Besides a renaissance fair, the only other place today where you might find grown men and women dressed up as court jesters and passing around a turkey leg is the “King’s Court.”

This new seating arrangement is being touted as the latest and greatest innovation by a Mariners marketing team that certainly knows how to get butts in the seats, despite the team’s lackluster performance the last several years.

The King’s Court is a special section at Safeco Field for the 2011 season in which fans cheer loud and proud, not only for 2010 A.L. Cy Young award recipient “King” Felix Hernandez during each of his home starts, but for the rest of his teammates as well.

Fans dressing up as royalty or as Felix’s commercialized alter-ego “Larry Bernandez,” and creating signs such as “King Felix will kick your royal highness,” have been the most redeeming features of the King’s Court thus far.

Even better is the prize for best costume: a turkey shank delivered on a silver platter. It is beyond hilarious to see the winner take a big, juicy bite and pass it down the aisles to share the trophy. This has got to be the most unique and ingenious stadium promotions I’ve ever seen.

The King’s Court is the brainchild of Gregg Greene, the team’s marketing director. “We have one of the best pitchers in the game in Felix,” Greene told Mariners’ beat reporter, Geoff Baker. “Every time he pitches, it’s an event. And we wanted to create an event around Safeco Field and each of his starts.”

Safeco Field has typically been known as a docile, almost sterile atmosphere for fans. Gestapo-like ushers have been known to roam the stands and scold people for cheering too loudly or showing even remote signs of inebriation. Some fans just seem uninterested in cheering.

Since its inaugural homestand in 1999, Safeco has been known more for its family friendly confines and notorious reputation as a pitcher’s park than its status as a place for hardcore fans to have fun rooting loudly for their team.

With the King’s Court, one feels that the Mariners marketing team has finally taken a page out of the Sounders’ and Seahawks’ book by allowing rambunctious fans to participate in organized cheering sections.

Baseball fans shouldn’t be forced to be the “sit on your hands” type.

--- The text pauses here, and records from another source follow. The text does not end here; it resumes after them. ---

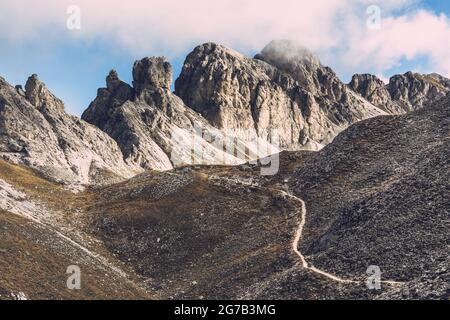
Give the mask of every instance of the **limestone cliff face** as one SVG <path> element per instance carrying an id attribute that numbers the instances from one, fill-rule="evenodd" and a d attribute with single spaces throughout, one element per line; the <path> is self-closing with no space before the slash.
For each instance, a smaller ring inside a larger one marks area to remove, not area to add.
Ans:
<path id="1" fill-rule="evenodd" d="M 187 57 L 175 94 L 219 129 L 255 131 L 264 139 L 277 131 L 281 147 L 300 146 L 305 121 L 300 106 L 271 80 L 276 72 L 262 61 L 205 44 Z"/>
<path id="2" fill-rule="evenodd" d="M 255 59 L 207 43 L 194 49 L 175 94 L 219 128 L 277 131 L 284 149 L 317 148 L 350 124 L 385 114 L 291 42 L 274 41 Z"/>
<path id="3" fill-rule="evenodd" d="M 114 70 L 106 77 L 106 85 L 98 90 L 82 119 L 117 141 L 128 162 L 145 169 L 170 170 L 169 157 L 147 134 L 151 128 L 145 128 L 144 111 L 132 103 L 134 88 L 121 81 Z"/>
<path id="4" fill-rule="evenodd" d="M 107 183 L 142 170 L 127 164 L 116 142 L 67 114 L 36 75 L 25 92 L 0 78 L 0 155 L 64 183 Z"/>

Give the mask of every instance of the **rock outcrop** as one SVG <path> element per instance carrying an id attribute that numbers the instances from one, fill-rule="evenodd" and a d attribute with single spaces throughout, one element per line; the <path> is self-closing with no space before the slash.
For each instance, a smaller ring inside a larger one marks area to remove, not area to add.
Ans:
<path id="1" fill-rule="evenodd" d="M 121 81 L 115 70 L 111 70 L 106 77 L 106 88 L 98 89 L 96 103 L 90 105 L 90 112 L 85 114 L 85 120 L 101 127 L 108 121 L 110 112 L 115 107 L 133 98 L 133 88 Z M 103 108 L 104 105 L 110 108 Z"/>
<path id="2" fill-rule="evenodd" d="M 356 74 L 348 85 L 364 99 L 390 114 L 404 113 L 402 106 L 392 100 L 386 84 L 371 74 Z"/>
<path id="3" fill-rule="evenodd" d="M 438 101 L 450 91 L 450 80 L 437 74 L 407 72 L 385 84 L 376 76 L 357 74 L 349 87 L 380 109 L 402 114 Z"/>
<path id="4" fill-rule="evenodd" d="M 18 92 L 21 93 L 20 88 Z M 39 111 L 63 111 L 64 102 L 55 97 L 39 80 L 37 74 L 33 74 L 28 78 L 25 84 L 25 97 Z"/>
<path id="5" fill-rule="evenodd" d="M 306 49 L 274 41 L 255 59 L 207 43 L 194 49 L 175 94 L 219 128 L 279 136 L 286 150 L 318 149 L 350 124 L 385 114 Z"/>
<path id="6" fill-rule="evenodd" d="M 141 171 L 107 134 L 67 114 L 36 75 L 25 92 L 0 78 L 0 155 L 64 183 L 107 183 Z"/>
<path id="7" fill-rule="evenodd" d="M 406 112 L 418 110 L 438 101 L 449 91 L 448 79 L 407 72 L 391 77 L 388 90 Z"/>

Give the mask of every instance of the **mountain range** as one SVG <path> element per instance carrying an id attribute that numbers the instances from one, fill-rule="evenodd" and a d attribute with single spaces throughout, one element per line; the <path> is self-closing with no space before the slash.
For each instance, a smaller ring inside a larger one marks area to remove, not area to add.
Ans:
<path id="1" fill-rule="evenodd" d="M 81 118 L 0 77 L 0 299 L 450 297 L 449 79 L 345 84 L 289 41 L 132 75 Z"/>
<path id="2" fill-rule="evenodd" d="M 255 58 L 208 43 L 188 55 L 175 91 L 165 58 L 133 67 L 133 85 L 112 70 L 81 119 L 36 75 L 25 90 L 0 79 L 3 158 L 56 181 L 96 184 L 144 170 L 242 164 L 279 151 L 320 150 L 358 121 L 420 109 L 450 80 L 355 75 L 346 85 L 317 57 L 273 41 Z"/>

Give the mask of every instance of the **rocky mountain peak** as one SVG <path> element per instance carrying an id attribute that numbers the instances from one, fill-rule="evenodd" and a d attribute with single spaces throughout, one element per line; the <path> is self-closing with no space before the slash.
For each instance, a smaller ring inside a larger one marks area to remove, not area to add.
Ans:
<path id="1" fill-rule="evenodd" d="M 355 74 L 348 86 L 375 105 L 381 105 L 391 98 L 383 80 L 372 74 Z"/>
<path id="2" fill-rule="evenodd" d="M 124 162 L 106 133 L 67 114 L 37 75 L 24 94 L 0 78 L 0 157 L 76 185 L 117 182 L 141 171 Z"/>
<path id="3" fill-rule="evenodd" d="M 347 88 L 336 73 L 323 66 L 317 56 L 296 42 L 272 41 L 255 59 L 274 66 L 313 96 L 325 96 L 327 99 L 341 102 L 352 99 L 346 94 Z"/>
<path id="4" fill-rule="evenodd" d="M 230 60 L 247 58 L 243 54 L 221 44 L 206 42 L 194 48 L 194 50 L 186 58 L 185 62 L 188 63 L 189 61 L 195 61 L 203 56 L 210 56 L 211 58 L 227 57 Z"/>
<path id="5" fill-rule="evenodd" d="M 139 95 L 144 89 L 170 89 L 172 65 L 165 57 L 148 57 L 133 66 L 133 86 Z"/>
<path id="6" fill-rule="evenodd" d="M 450 80 L 437 74 L 410 71 L 391 77 L 389 84 L 385 84 L 373 75 L 357 74 L 348 86 L 380 109 L 401 114 L 442 98 L 450 90 Z"/>
<path id="7" fill-rule="evenodd" d="M 445 87 L 450 88 L 450 79 L 448 79 L 444 76 L 441 76 L 440 74 L 437 74 L 437 73 L 431 73 L 428 75 L 428 77 L 430 79 L 436 80 L 437 82 L 444 85 Z"/>
<path id="8" fill-rule="evenodd" d="M 287 150 L 318 149 L 349 124 L 383 113 L 288 41 L 271 42 L 254 59 L 203 44 L 187 56 L 175 94 L 220 129 L 276 132 Z"/>
<path id="9" fill-rule="evenodd" d="M 270 65 L 289 74 L 299 84 L 314 94 L 321 90 L 321 79 L 327 82 L 337 78 L 329 68 L 325 68 L 320 60 L 300 44 L 276 40 L 270 42 L 255 59 L 265 61 Z"/>
<path id="10" fill-rule="evenodd" d="M 364 99 L 388 113 L 403 113 L 402 107 L 392 101 L 386 84 L 377 76 L 355 74 L 348 86 Z"/>
<path id="11" fill-rule="evenodd" d="M 25 97 L 37 109 L 64 110 L 64 103 L 56 98 L 39 80 L 37 74 L 31 75 L 25 84 Z"/>

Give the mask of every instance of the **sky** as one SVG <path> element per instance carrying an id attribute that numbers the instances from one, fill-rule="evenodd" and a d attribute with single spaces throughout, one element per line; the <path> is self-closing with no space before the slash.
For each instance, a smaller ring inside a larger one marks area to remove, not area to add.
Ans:
<path id="1" fill-rule="evenodd" d="M 348 82 L 416 71 L 450 76 L 450 1 L 444 0 L 0 0 L 0 76 L 39 75 L 80 115 L 116 69 L 131 83 L 135 60 L 186 55 L 216 42 L 253 56 L 271 40 L 315 52 Z"/>

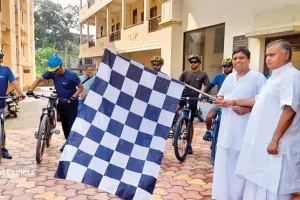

Just look at what the crowds of the Nippon Baseball League in Japan do during games.

On June 24, Hernandez would become the first Mariners pitcher to hit at Safeco Field in a real live game, thanks to a scheduling conflict that forced the Marlins to play a home series on the road.

Hernandez singled into right field in his first at-bat and caused the King’s Court to erupt in cheers. His 10 strikeout performance in a 5-1 Mariners victory wasn’t too shabby either. King’s Court fans raised their “K” signs and chanted in unison during every two-strike count on Marlins hitters.

During the ninth inning of the same game, King’s Court faithful began an “Olivooo…Oh Oh!” chant for Mariners catcher Miguel Olivo. Olivo rewarded their vocalized efforts with a two-run blast into the left field bleachers just mere feet from where the King’s Court was stationed. Needless to say, this only riled them up even further.

After the game, Mariners players signed the praise of the newly developed King’s Court to the media. Olivo was thrilled with the chants from left field and didn’t want to disappoint his biggest fans. “They got me going,” said the veteran backstop. “I heard that and when I missed the first fastball I said, ‘Man, I cannot strike out right here.’ They were excited for me. I’m glad when I hit that ball, they cheered even more. That meant a lot to me,” Olivo added. “That’s the first time people did that to me in my career. I’m very happy and thankful for it.”

Hernandez gave his own personal cheering section a shout out saying, “It was unbelievable today. That was loud. They were pretty good. The King’s Court is awesome right now.”

Tickets for seats in the King’s Court are surprisingly cheaper than they would be for a start by any other Mariners’ pitcher. They are typically $40 but the team has decided to drop the price by $10 for the promotion. If that weren’t enough incentive, fans also receive a collectible yellow t-shirt with “King Felix” printed on it in blue, and a yellow and blue “K” sign.

Greene said fan enthusiasm has more than exceeded expectations. Ticket demand for the King’s Court has caused the team to expand the seating arrangements from two sections to three (Sections 150-152). “They’re becoming part of Safeco Field lore with all the things they’ve done,” he said of the fans.

Mr. Greene should stand up and take a bow (and request a raise), for his idea has, without a doubt, struck gold at Safeco Field and perhaps single-handedly changed the reputation of baseball fans in the Emerald City.